In my judgment, the submissions of Mr
Lowry are to be preferred. A statutory tenancy cannot arise unless there is a
protected tenancy from which it can spring. If the effect of the rescission of
the protected tenancy is, so far as practicable, to restore the parties to the
position that they would have been in had the tenancy not been granted, it
would seem to follow that the statutory tenancy ought to come to an end on the
rescission of the protected tenancy. Admittedly, the extinction of a statutory
right is different from the extinction of a contractual right. In deciding
whether there can be an extinction in the first category we must look at the
policy of the statute under which the right arises. The policy of the Rent Act
1977 is to protect those who have been contractual tenants. It is not to
protect someone who, having been deprived of his contractual tenancy, is
adjudged not to have been entitled to occupy the premises in the first place. I
therefore see no reason in principle why a statutory tenancy should survive the
rescission of a protected tenancy which has already expired. On this approach
no distinction is to be made between a rescission ordered on the ground of a
fraudulent misrepresentation by the tenant and one ordered, for example, on the
ground of a common mistake of fact. But if I were wrong in thinking that no
such distinction ought to be made, I would nevertheless hold that it cannot on
any footing be the policy of the 1977 Act that a statutory tenancy which has
sprung from a protected tenancy obtained by fraud should survive the rescission
of the protected tenancy. For these reasons I would decide the first question
in favour of the plaintiff.
The second and third questions must be
decided in like manner. In regard to the second question, Mr Naish sought to
argue that it was the plaintiff’s failure to serve a notice under Case 13 which
caused the defendant to remain in possession. That point is unarguable. The
remaining in possession and the consequential loss to the plaintiff of the
extra rent on holiday lettings were directly caused by the fraudulent
misrepresentation which procured the grant of the tenancy.
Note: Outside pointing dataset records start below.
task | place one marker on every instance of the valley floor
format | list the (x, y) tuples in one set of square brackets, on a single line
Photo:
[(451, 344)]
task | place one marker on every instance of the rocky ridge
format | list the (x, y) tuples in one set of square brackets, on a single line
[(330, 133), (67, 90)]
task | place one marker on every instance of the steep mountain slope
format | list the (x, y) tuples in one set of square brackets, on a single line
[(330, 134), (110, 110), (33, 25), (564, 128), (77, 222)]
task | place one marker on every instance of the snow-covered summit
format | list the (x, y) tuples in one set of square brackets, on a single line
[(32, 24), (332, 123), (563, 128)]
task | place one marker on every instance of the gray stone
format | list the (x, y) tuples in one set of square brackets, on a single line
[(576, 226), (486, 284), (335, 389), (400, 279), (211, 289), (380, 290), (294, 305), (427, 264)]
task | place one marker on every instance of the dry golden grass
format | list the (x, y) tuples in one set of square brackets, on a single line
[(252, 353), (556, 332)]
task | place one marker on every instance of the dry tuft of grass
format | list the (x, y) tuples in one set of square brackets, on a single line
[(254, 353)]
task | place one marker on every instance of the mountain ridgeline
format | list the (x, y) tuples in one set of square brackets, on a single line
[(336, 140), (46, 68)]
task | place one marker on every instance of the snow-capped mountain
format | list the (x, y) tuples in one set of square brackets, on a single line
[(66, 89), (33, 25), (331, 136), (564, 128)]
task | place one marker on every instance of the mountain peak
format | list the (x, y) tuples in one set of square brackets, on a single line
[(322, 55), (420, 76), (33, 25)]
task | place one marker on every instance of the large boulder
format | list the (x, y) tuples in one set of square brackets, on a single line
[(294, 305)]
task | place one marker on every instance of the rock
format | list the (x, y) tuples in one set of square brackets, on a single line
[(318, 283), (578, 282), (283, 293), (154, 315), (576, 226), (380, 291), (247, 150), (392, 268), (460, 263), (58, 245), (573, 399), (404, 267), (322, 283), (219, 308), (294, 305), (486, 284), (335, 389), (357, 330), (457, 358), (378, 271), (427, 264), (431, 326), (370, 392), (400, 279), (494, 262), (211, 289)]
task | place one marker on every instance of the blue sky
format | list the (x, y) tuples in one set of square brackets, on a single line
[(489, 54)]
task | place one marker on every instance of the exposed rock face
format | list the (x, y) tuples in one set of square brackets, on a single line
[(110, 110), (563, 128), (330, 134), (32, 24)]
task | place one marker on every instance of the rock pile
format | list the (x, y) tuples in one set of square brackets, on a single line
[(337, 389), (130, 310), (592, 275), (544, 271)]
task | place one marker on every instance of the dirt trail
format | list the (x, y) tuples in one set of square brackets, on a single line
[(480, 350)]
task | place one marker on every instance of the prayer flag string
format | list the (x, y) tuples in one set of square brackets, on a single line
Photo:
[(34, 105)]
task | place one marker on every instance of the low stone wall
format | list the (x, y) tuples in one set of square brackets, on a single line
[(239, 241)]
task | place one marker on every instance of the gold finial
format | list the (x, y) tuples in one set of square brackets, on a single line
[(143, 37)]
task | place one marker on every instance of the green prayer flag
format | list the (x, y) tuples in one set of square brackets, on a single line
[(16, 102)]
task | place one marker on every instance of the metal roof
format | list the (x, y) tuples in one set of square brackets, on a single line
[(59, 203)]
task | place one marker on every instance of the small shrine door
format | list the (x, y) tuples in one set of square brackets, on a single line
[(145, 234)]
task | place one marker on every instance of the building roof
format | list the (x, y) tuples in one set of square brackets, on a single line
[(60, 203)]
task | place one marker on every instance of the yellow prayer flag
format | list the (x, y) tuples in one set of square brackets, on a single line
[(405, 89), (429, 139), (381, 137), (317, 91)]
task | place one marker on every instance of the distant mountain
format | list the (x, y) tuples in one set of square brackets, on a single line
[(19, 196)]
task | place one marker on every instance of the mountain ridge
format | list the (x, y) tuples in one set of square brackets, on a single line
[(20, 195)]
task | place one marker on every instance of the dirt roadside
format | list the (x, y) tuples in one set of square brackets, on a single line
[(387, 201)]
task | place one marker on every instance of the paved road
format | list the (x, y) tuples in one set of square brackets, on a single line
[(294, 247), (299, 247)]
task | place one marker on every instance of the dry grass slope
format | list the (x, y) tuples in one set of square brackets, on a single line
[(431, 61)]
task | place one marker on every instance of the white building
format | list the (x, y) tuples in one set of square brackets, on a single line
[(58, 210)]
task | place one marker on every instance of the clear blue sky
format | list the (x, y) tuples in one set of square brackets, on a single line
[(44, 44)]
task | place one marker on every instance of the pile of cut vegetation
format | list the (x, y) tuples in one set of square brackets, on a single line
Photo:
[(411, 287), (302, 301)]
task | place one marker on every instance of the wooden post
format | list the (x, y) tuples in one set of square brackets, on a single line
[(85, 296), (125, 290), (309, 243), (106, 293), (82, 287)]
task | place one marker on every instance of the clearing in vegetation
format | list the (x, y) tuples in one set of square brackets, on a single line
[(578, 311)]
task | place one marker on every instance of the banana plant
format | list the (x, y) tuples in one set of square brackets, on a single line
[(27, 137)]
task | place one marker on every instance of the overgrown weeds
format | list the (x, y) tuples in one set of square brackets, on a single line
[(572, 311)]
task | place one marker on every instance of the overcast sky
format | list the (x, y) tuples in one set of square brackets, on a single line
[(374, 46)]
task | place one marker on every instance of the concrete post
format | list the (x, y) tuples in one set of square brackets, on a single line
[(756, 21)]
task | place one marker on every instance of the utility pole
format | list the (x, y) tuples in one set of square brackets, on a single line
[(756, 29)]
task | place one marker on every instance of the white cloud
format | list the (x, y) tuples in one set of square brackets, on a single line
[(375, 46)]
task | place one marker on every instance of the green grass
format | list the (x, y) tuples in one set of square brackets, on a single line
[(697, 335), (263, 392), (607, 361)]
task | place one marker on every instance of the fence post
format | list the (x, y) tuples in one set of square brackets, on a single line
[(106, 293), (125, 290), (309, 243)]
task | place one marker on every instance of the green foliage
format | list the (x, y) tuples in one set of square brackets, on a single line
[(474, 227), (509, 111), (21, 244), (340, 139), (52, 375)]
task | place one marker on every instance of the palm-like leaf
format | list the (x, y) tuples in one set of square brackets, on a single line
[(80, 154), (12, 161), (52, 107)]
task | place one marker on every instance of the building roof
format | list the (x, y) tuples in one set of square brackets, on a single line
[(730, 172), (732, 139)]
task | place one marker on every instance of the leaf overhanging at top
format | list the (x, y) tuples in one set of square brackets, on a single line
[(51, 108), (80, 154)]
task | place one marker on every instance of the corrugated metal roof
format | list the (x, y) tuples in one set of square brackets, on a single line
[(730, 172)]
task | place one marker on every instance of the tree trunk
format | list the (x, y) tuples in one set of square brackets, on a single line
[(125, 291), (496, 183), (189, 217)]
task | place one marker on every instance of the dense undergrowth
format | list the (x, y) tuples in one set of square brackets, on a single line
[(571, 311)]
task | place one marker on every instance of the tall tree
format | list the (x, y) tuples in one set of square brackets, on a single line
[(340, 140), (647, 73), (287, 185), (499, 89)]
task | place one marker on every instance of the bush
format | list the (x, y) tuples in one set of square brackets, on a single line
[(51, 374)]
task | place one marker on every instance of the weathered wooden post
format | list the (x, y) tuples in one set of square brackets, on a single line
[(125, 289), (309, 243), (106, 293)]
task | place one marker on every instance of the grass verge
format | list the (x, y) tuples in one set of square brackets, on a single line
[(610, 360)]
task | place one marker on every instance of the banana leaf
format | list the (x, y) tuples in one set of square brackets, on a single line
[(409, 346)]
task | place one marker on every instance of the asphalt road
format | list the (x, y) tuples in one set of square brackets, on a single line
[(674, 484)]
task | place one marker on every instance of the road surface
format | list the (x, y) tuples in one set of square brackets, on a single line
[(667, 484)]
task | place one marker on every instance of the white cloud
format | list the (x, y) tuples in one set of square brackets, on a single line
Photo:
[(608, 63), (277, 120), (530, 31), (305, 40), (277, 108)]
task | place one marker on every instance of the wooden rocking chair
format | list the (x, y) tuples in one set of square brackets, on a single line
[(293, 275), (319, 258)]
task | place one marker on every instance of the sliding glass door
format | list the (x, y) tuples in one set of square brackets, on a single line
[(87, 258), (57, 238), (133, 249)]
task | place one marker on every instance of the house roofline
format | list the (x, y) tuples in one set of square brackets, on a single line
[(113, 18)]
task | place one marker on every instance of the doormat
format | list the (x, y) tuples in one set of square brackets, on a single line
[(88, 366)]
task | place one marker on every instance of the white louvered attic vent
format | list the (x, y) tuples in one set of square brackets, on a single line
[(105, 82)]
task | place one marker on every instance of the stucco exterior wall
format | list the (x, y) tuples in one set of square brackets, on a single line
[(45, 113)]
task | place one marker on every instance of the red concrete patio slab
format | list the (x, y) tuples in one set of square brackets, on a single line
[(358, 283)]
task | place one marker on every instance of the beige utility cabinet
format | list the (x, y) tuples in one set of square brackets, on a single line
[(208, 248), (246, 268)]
As to the third question, it is true that
the learned recorder, instead of making no order as to the defendant’s costs up
to October 20 1989,102
might have ordered the plaintiff to pay his costs up to that date. However, I
cannot say that he erred in principle in not making such an order, particularly
when he had found that the plaintiff had had to go to the court only because of
the fraud of the defendant. In regard to the period after October 20 1989 Mr
Naish argued that, since the plaintiff had pursued the action on four different
bases, on only one of which she succeeded, there ought to have been an
apportionment of the costs between the successful and the unsuccessful claims.
Again that was a matter well within the recorder’s discretion and his decision
cannot be interfered with by this court.
Having decided all three questions in
favour of the plaintiff, I would dismiss this appeal accordingly.
NEILL and MUSTILL LJJ agreed and did
not add anything.
The appeal was dismissed with costs, not
to be enforced without the leave of the court; application for costs against
the Legal Aid Fund adjourned; application for leave to appeal to the House of
Lords refused; application for a stay of execution refused; liberty to apply.